U.S. led forces are carrying out a seventh day of bombing and missile attacks against terrorist and military-related targets in Afghanistan.

After a pause in the attacks Friday during prayer observances, U.S. jets conducted strikes against positions on the outskirts of Kabul and Kandahar Saturday. Witnesses describe air strikes and cruise missile attacks near the airports in both cities.

British officials confirmed they were involved in a supporting role in the strikes and they say there could be a lull in the attacks over the next few days to allow observances for an important Islamic festival commemorating the Prophet Mohammed's journey to heaven. The festival is held Monday.

Pakistani officials also confirm they are providing logistical support to the coalition fighting terrorism.
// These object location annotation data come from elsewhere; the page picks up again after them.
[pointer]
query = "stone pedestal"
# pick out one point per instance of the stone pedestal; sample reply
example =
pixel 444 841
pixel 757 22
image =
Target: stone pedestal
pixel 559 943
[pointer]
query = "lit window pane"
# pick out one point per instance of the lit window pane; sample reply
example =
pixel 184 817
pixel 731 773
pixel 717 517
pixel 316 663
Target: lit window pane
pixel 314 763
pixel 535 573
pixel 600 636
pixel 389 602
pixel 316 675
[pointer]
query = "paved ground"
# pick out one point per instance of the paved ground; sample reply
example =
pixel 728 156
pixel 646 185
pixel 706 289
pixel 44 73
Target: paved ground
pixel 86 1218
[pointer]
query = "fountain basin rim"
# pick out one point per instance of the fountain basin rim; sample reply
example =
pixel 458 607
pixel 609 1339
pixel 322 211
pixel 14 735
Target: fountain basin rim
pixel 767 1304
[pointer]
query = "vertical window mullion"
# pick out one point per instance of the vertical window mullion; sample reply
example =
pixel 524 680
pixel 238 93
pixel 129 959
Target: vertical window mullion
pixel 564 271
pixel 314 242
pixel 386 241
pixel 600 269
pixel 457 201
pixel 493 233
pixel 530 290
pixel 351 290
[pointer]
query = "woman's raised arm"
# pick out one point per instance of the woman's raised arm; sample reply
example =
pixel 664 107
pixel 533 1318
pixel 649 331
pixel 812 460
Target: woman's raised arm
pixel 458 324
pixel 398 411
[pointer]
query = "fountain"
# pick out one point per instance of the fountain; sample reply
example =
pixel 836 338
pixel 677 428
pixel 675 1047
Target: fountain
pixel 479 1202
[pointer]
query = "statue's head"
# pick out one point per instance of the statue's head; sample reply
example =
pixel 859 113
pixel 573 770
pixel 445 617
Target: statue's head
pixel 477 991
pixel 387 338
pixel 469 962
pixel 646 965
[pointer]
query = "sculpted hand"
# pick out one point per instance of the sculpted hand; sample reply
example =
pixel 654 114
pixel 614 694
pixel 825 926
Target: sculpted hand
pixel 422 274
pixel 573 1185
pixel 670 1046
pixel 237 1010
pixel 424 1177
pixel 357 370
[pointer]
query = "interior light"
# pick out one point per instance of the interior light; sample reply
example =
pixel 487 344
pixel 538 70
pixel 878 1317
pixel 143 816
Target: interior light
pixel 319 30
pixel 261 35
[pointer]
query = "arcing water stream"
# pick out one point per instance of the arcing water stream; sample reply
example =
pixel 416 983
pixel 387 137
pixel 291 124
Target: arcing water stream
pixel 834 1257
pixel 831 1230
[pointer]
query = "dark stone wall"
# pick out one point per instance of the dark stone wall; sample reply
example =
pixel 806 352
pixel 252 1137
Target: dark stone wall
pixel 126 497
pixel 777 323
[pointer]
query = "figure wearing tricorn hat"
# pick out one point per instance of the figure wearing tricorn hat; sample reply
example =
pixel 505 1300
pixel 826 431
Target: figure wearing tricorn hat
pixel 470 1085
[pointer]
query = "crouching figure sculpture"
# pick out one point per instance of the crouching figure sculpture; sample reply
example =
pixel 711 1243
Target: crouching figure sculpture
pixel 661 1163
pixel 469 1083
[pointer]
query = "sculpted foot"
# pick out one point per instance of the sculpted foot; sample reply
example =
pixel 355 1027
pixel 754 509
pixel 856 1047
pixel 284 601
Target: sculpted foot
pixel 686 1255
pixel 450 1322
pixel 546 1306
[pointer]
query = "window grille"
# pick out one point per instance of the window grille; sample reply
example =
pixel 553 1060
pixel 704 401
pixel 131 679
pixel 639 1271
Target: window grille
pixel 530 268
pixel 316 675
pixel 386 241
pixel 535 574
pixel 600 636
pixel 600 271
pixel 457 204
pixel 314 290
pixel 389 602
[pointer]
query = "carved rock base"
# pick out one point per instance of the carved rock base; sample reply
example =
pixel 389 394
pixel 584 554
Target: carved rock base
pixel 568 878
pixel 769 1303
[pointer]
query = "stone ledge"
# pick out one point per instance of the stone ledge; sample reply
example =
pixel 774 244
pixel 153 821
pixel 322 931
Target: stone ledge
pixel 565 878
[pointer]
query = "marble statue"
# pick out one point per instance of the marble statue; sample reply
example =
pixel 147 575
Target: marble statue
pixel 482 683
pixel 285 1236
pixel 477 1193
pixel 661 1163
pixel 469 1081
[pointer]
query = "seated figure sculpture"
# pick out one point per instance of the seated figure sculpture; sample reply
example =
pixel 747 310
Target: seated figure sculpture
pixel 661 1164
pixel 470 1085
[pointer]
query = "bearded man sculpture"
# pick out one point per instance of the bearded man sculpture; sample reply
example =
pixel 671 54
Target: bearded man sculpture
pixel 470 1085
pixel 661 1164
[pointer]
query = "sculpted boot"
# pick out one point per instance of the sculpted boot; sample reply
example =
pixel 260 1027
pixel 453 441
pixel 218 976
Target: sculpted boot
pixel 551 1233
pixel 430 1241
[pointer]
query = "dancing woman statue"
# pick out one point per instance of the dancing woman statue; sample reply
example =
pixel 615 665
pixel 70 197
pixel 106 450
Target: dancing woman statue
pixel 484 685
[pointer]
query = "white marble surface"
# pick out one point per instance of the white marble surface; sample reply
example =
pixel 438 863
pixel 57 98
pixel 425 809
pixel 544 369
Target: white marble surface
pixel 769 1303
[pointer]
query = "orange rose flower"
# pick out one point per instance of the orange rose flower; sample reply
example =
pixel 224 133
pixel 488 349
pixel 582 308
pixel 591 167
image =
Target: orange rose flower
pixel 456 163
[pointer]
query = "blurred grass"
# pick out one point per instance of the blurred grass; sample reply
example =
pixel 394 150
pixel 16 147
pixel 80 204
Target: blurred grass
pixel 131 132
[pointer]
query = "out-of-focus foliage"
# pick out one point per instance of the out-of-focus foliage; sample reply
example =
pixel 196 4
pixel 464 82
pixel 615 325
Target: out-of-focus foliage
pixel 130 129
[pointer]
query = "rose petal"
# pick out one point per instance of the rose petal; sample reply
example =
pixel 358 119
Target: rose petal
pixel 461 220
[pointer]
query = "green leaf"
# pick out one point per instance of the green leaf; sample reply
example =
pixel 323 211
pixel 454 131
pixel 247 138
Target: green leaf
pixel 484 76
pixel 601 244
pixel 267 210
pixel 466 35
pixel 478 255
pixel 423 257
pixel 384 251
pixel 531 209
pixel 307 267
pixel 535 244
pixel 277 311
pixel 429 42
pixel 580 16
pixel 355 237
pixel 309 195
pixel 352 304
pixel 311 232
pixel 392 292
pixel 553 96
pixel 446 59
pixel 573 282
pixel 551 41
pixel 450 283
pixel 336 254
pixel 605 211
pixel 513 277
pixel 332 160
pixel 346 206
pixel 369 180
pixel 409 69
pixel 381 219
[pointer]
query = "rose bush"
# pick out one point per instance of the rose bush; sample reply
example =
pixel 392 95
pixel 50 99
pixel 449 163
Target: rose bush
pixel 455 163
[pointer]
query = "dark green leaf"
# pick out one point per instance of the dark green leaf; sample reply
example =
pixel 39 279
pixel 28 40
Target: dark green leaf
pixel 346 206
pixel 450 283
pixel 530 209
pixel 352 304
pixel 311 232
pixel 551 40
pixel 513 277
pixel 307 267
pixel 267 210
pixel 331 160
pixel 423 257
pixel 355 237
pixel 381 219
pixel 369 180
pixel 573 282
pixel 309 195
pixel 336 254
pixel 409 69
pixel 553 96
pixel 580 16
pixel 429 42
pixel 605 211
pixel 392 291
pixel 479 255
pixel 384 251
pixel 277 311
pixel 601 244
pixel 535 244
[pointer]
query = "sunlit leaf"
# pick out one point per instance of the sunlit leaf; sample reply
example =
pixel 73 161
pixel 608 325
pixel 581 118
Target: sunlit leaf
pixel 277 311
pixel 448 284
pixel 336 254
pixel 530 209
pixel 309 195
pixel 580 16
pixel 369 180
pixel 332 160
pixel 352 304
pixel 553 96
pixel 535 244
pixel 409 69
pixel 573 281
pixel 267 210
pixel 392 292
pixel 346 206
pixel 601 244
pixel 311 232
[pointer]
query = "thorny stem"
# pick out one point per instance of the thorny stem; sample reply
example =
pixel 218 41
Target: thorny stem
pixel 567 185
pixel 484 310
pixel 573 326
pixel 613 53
Pakistan's Foreign Ministry spokesman Riaz Mohammed Khan says that support has strict limits. "Under logistical support there is the question of facilities for some contingency requirements, but here I would like to categorically say that there are no operations which are being initiated from the territory of Pakistan. There are no combat troops which have stationed on the territory of Pakistan."

Mr. Khan says Pakistani facilities will only be used for contingencies such as aircraft emergencies or other rescue operations.
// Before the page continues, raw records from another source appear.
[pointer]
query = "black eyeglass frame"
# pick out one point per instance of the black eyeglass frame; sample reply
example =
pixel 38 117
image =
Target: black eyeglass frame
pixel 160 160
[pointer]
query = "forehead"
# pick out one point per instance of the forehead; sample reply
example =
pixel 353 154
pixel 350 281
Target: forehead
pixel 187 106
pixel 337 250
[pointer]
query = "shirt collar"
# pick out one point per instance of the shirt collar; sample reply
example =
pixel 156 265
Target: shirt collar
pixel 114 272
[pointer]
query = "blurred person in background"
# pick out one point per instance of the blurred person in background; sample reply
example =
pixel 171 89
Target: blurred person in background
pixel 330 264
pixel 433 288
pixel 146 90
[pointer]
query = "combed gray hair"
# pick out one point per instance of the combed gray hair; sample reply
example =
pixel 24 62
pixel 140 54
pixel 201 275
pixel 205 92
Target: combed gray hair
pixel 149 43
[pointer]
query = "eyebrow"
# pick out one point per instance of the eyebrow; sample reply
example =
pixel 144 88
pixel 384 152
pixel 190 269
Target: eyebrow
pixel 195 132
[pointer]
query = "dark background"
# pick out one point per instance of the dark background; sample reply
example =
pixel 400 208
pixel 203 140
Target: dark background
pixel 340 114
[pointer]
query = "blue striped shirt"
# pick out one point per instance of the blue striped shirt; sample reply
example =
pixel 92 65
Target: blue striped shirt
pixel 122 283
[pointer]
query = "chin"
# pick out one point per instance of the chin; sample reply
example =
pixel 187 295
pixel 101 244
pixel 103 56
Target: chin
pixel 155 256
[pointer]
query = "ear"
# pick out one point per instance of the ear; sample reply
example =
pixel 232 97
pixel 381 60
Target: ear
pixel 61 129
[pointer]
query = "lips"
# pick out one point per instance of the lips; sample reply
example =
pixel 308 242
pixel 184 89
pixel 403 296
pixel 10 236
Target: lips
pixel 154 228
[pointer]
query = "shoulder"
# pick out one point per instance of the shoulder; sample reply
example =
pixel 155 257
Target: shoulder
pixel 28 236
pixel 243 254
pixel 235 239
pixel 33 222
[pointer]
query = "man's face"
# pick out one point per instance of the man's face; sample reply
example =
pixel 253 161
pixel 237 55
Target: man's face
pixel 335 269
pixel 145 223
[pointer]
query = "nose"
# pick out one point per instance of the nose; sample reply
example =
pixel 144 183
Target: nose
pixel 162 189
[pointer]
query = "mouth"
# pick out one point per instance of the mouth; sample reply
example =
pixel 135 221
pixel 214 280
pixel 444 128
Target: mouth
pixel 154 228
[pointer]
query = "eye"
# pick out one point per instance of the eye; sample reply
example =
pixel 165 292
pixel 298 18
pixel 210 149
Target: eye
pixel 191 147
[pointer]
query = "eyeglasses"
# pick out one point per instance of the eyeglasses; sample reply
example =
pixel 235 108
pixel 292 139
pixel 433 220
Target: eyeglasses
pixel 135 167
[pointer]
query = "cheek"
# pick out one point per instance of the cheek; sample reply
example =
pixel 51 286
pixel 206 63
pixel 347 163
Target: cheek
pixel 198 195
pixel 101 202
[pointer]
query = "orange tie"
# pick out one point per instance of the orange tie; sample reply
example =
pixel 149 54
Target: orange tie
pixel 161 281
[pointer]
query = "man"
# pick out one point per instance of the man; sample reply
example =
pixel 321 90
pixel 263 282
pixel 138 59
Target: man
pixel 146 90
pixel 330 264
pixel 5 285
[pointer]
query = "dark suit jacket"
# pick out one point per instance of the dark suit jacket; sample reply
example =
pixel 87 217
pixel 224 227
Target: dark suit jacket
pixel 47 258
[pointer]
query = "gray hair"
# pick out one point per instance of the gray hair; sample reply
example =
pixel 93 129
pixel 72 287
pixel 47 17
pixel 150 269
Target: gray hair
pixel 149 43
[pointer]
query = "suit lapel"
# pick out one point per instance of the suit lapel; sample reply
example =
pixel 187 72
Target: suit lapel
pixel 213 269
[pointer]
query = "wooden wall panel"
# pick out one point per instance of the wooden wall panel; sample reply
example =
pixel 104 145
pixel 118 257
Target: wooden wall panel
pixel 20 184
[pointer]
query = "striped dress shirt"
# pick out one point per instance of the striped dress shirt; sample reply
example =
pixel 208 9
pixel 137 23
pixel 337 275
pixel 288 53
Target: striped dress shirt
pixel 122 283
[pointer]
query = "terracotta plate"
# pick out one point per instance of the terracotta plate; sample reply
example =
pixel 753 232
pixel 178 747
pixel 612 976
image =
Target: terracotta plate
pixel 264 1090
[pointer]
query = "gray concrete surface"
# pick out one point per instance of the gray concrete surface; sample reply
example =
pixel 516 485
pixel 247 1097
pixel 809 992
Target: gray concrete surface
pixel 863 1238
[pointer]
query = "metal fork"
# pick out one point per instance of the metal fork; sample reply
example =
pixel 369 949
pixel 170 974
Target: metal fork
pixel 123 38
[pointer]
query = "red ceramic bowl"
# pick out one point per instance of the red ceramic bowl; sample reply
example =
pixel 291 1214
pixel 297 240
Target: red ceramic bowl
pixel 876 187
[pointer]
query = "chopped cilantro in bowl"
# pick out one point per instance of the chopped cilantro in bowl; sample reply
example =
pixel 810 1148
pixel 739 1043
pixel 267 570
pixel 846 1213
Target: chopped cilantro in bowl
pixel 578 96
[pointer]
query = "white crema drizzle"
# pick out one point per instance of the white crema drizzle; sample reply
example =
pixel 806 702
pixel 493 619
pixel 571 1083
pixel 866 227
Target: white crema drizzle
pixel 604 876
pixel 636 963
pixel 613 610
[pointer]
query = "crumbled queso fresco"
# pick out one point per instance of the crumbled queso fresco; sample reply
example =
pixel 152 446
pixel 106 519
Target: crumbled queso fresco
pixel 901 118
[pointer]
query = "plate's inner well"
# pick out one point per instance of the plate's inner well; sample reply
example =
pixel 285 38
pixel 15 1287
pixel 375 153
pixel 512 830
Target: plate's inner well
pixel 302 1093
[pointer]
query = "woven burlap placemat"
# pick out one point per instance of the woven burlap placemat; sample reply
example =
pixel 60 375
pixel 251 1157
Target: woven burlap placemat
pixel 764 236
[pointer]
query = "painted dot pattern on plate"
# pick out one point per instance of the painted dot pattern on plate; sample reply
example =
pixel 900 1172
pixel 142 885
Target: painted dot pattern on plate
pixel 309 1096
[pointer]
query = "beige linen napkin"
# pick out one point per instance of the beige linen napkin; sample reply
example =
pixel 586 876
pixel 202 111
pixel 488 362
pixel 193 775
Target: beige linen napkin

Even that limited operational support is proving controversial in Pakistan. There were scattered protests across the country Friday against the air strikes in Afghanistan and against Pakistan's support for the coalition against terrorism.

Meanwhile, Pakistani authorities in the port city of Karachi have detained a radical supporter of the Taleban, Abdullah Shah Mazar.
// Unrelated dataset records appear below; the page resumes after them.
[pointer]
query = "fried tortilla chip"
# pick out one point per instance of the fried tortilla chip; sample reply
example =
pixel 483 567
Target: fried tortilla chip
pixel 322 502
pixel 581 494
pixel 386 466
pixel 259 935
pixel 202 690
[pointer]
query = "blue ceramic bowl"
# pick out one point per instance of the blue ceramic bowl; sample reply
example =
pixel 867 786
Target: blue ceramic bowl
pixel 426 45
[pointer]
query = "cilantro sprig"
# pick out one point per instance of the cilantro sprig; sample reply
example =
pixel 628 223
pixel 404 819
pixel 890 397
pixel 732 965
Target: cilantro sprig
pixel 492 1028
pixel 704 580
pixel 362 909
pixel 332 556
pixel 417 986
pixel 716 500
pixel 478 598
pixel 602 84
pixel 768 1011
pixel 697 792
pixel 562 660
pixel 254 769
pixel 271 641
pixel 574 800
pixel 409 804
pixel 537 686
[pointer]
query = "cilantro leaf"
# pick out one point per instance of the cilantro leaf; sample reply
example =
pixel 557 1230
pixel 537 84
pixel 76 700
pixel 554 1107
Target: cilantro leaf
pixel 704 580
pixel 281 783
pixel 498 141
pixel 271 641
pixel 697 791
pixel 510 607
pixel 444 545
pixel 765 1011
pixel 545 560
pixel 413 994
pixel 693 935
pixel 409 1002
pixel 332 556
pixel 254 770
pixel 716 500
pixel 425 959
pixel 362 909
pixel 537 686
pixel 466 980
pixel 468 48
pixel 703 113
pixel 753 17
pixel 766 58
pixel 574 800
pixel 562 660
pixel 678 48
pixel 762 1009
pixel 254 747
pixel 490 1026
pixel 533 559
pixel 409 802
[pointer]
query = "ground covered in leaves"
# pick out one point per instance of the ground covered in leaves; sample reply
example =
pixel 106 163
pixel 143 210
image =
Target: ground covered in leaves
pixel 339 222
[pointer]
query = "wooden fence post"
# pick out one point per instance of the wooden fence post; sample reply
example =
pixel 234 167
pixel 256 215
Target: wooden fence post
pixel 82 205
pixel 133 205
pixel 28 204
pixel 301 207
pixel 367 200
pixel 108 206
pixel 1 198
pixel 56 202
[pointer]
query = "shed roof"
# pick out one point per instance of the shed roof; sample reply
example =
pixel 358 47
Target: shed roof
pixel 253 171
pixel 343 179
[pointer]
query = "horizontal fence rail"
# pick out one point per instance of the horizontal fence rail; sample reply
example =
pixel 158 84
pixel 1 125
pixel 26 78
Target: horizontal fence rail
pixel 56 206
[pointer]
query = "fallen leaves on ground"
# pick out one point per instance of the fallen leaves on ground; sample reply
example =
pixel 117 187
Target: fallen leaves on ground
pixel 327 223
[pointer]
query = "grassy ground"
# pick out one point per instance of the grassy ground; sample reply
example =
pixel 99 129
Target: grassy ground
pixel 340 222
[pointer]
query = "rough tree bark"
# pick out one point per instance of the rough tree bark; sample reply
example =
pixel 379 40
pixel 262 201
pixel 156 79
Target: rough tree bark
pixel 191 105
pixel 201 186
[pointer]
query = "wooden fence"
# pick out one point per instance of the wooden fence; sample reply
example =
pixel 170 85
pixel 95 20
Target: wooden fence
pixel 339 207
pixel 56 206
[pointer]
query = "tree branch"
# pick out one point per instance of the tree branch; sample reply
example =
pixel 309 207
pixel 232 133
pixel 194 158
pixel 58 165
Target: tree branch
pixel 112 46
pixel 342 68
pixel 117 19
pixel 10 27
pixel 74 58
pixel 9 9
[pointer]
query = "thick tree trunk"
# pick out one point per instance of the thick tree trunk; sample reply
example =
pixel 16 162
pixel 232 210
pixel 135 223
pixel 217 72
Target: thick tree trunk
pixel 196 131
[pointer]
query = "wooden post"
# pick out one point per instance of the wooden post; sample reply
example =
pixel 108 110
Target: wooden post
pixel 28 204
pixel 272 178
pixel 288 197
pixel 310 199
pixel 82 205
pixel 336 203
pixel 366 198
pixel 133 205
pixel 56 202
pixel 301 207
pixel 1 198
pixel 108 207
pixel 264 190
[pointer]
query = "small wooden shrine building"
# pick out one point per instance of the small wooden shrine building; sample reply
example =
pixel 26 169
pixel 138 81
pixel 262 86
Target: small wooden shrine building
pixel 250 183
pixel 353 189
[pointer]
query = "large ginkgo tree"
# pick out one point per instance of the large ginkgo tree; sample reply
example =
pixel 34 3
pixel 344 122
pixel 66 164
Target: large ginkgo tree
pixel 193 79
And in another development, a spokesman for the Kashmir militant group, Jaish-i-Mohammed has denied U.S. charges that his organization is a terrorist group. The U.S. government ordered the freezing of assets of Jaish-i-Mohammed and 38 other groups saying they are terrorist organizations. Jaish-i-Mohammed first claimed and then later denied responsibility for a suicide bombing last month in Indian administered Kashmir. The attack killed 38 people.